Warisan rumit Charlie Williams, pesepakbola kulit hitam yang menjadi komedian

Artikel ini adalah bagian dari Atletikseri yang menandai Bulan Sejarah Kulit Hitam Inggris. Untuk melihat seluruh koleksi, klik disini.


Saat bekerja di tambang batu bara pada tahun 1940-an, ratusan kaki di bawah tanah, tidak ada wajah putih yang terlihat. Sifat pekerjaannya adalah: mengebor, meledakkan, menggali, berjalan dengan susah payah melalui terowongan gelap selama berjam-jam — wajah, seperti paru-paru, menghitam karena terkena debu batu bara.

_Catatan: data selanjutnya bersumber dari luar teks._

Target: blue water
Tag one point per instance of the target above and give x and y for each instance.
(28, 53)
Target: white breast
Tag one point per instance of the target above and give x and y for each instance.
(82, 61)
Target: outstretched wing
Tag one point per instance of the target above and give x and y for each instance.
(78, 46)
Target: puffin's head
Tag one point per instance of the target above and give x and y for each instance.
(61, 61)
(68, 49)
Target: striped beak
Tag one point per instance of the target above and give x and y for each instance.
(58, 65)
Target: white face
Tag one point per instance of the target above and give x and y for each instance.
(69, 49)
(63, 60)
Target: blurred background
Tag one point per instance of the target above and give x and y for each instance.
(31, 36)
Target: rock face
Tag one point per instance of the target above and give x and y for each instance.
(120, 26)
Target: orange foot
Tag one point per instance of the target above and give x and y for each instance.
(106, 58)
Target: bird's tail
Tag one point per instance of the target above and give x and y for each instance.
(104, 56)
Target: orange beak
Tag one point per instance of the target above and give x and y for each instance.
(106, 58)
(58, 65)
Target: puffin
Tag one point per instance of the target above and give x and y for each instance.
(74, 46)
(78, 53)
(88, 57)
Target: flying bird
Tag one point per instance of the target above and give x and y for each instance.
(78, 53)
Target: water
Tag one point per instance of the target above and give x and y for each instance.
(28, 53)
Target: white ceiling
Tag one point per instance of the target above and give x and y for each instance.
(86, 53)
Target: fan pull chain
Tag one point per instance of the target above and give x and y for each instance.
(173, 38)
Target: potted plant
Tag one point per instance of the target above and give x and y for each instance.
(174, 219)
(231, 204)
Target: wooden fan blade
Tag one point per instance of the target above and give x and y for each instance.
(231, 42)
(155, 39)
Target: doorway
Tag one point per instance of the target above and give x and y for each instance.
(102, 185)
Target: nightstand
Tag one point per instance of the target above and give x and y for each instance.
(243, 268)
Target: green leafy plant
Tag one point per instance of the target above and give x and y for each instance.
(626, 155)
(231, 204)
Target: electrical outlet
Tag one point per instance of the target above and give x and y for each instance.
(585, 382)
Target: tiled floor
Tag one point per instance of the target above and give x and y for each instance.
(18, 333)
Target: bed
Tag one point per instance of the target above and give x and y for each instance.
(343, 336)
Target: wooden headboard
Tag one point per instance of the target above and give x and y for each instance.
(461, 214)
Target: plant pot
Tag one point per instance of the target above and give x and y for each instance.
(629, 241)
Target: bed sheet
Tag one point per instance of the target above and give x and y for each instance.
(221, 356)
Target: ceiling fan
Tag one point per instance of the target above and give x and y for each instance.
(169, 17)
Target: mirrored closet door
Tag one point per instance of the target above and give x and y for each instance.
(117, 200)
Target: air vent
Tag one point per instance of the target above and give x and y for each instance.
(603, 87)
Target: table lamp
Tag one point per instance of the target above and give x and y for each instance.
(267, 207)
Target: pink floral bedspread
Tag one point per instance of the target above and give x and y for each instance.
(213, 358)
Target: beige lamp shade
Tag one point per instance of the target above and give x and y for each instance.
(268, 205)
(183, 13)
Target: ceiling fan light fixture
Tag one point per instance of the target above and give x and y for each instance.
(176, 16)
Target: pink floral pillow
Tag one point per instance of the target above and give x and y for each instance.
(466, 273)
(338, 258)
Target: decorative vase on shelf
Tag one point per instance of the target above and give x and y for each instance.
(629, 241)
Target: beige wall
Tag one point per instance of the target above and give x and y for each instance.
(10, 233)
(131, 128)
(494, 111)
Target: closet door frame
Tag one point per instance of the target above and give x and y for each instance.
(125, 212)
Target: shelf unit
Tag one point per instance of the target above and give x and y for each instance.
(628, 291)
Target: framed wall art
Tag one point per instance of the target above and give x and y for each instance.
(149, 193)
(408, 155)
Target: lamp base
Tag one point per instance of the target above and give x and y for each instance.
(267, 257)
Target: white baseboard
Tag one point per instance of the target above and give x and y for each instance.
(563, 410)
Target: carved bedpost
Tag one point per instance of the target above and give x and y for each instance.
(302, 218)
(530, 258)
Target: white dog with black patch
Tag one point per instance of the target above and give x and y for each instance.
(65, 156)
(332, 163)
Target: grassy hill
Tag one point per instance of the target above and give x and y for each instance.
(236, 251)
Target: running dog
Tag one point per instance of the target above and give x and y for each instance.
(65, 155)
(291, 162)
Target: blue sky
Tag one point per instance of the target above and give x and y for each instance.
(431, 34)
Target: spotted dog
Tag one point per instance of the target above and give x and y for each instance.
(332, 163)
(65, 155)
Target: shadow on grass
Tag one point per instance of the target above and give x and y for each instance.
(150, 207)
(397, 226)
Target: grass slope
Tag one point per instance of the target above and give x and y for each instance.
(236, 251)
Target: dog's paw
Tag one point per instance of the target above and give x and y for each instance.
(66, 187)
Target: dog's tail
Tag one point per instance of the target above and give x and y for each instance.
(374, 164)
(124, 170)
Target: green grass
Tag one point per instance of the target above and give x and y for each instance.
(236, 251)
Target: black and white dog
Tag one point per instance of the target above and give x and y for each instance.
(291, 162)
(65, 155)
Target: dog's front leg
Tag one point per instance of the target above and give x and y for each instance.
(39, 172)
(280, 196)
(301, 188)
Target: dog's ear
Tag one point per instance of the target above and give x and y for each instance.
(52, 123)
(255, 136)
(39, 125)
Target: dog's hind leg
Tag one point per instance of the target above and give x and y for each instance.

Di awal setiap hari, sebelum giliran kerja yang melelahkan lainnya, Charlie Williams tampil sebagai satu-satunya wajah kulit hitam di Upton Colliery, West Yorkshire. Dia melontarkan lelucon dengan para penambang lainnya, mengatakan kepada mereka bahwa wajah mereka akan terlihat sama hitamnya begitu mereka mulai bekerja. Dia sering mengatakan bahwa warnanya tidak menjadi masalah karena tidak ada yang punya waktu untuk “hal-hal konyol seperti itu”.

Namun karir keduanya adalah masalah yang berbeda. Ketika dia meninggalkan tambang untuk bergabung dengan Doncaster Rovers, menjadi salah satu pemain kulit hitam pertama yang tampil di Football League, Williams menarik tatapan heran, tawa mengejek, dan hinaan rasial dari pemain lawan dan pendukungnya.

Saat itu terjadi pada tahun 1950-an, jauh sebelum pelecehan rasial yang dihadapi pemain seperti Cyrille Regis, Laurie Cunningham, Viv Anderson, John Barnes, dan lainnya pada akhir tahun 1970-an dan 1980-an. Hanya ada segelintir pemain kulit hitam di Football League saat itu, seperti Roy Brown, yang bermain untuk Stoke City dan Watford, dan Lindy Delaphena, yang bermain untuk Portsmouth, Middlesbrough, dan Mansfield Town.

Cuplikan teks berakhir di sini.